Abstract 99P
Background
Cell-free DNA analysis in cancer patients may reveal tumor-specific alterations, including mutations, aberrant methylation, and chromatin state changes. The latter are connected to shifts in transcription programs and may be considered as epigenetic markers of cancer. Several whole-genome sequencing studies have shown that the chromatin state of parental cells may be partially decoded from cfDNA fragmentation features. In this preliminary study, we aim to test an approach for identifying differentially fragmented regions in cell-free DNA of cancer patients.
Methods
The study involved cfDNA samples from 24 patients with colon adenocarcinoma, stages I (n=3), II (n=6), III (n=7), and IV (n=8), and 13 healthy individuals.
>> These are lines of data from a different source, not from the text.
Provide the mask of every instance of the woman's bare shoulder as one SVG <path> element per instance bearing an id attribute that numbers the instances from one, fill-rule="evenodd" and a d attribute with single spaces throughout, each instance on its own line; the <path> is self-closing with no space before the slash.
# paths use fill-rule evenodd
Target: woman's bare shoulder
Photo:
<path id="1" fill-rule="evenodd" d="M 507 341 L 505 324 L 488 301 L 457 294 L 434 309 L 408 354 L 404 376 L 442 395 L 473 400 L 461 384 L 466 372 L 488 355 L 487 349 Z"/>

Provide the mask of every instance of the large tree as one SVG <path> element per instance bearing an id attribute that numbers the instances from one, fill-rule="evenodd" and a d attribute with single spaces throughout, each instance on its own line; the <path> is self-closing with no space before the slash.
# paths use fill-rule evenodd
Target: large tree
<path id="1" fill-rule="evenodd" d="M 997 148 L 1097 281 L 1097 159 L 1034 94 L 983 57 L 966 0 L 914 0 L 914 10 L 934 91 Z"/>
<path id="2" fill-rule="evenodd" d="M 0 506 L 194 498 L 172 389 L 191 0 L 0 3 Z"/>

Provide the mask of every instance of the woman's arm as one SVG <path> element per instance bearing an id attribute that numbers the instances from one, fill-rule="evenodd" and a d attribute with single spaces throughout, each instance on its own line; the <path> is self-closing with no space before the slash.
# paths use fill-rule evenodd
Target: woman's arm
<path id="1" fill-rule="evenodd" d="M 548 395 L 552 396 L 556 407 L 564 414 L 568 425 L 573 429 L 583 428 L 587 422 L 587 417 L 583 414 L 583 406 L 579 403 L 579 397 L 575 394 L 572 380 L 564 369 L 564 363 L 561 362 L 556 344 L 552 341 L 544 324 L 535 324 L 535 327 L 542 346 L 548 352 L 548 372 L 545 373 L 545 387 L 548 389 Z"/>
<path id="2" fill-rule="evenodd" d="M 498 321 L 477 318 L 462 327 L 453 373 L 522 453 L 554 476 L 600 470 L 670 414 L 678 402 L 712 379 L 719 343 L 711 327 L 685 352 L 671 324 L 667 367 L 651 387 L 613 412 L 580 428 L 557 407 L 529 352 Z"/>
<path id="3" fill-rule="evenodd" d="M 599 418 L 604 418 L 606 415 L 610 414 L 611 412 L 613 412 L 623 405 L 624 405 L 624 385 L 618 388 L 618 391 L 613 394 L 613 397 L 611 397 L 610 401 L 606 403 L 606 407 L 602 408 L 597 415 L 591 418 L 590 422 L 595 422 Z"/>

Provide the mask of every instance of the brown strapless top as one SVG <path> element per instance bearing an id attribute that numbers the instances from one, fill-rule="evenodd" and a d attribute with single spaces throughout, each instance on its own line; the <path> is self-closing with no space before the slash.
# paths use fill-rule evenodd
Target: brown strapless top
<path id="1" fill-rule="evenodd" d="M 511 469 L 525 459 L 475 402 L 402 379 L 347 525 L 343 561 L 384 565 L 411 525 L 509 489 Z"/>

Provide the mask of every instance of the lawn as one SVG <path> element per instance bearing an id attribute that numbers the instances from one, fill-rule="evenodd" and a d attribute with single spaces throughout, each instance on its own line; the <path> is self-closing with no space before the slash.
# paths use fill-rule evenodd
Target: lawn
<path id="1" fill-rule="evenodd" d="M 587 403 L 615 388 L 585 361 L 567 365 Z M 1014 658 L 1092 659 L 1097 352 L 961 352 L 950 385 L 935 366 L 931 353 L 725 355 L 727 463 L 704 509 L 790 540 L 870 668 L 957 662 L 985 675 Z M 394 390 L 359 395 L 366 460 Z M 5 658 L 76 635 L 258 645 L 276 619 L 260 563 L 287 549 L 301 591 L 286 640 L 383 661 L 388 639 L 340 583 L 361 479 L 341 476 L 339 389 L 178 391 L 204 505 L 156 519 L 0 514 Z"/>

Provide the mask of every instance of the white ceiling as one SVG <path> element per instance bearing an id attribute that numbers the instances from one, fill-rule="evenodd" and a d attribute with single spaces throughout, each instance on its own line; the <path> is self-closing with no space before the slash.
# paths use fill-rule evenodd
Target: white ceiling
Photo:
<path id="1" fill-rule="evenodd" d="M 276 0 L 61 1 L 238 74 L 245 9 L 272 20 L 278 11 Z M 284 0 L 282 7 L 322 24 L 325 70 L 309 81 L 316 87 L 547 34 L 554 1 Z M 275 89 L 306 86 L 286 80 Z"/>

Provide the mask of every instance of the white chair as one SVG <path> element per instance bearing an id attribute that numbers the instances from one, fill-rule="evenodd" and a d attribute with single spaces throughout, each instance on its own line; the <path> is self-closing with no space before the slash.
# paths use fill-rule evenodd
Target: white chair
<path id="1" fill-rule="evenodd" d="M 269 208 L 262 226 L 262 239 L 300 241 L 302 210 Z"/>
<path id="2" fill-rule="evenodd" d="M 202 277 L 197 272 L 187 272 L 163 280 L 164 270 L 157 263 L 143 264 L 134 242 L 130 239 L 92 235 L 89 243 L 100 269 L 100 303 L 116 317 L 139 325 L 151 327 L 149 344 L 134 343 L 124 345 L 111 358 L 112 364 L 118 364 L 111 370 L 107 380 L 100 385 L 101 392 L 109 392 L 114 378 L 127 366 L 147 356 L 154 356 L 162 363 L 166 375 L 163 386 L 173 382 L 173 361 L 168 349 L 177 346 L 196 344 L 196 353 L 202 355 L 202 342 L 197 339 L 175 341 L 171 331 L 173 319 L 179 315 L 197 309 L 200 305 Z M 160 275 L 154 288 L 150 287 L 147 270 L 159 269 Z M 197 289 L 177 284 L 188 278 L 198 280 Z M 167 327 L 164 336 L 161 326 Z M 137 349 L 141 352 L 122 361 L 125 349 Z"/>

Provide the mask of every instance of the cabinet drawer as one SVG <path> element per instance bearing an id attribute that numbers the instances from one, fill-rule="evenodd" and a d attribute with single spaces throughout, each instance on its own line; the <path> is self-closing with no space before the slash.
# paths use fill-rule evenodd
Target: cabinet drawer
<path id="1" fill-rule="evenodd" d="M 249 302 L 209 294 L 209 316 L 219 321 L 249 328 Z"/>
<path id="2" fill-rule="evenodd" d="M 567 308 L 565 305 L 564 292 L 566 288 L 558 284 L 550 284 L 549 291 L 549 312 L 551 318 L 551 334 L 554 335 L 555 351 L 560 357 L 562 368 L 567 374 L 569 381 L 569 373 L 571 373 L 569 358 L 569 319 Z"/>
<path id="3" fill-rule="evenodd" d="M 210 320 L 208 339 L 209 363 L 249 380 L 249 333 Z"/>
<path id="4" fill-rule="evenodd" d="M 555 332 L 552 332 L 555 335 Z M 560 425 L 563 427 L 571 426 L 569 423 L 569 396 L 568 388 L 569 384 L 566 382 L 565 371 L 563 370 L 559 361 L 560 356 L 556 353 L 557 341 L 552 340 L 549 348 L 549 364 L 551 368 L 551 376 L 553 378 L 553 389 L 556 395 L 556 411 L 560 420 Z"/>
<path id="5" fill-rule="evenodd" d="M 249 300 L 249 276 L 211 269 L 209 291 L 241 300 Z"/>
We designed a targeted NGS panel based on a single-primer extension protocol to analyze the lengths of cfDNA fragments. The panel comprised 81 primers covering COAD-specific open-chromatin regions extracted previously from TCGA data.
Results
We developed a novel approach for targeted cfDNA fragmentation analysis in multiply regions of interest. We have experimentally identified 10 genomic regions with significant (p<0.01) differences in cfDNA fragmentation in patients with stage IV colorectal cancer and healthy controls.
Conclusions
Our evidence supports the concept that targeted analysis of cfDNA fragmentation may facilitate the detection of tumor presence. This strategy may reveal a novel class of cost-effective biomarkers that will serve as analytes themselves or might be incorporated into multidimensional liquid biopsy assays in combination with somatic mutations or aberrant methylation.
Clinical trial identification
Editorial acknowledgement
Legal entity responsible for the study
The authors.
Funding
Russian Science Foundation (project #20-75-10008).
Disclosure
All authors have declared no conflicts of interest.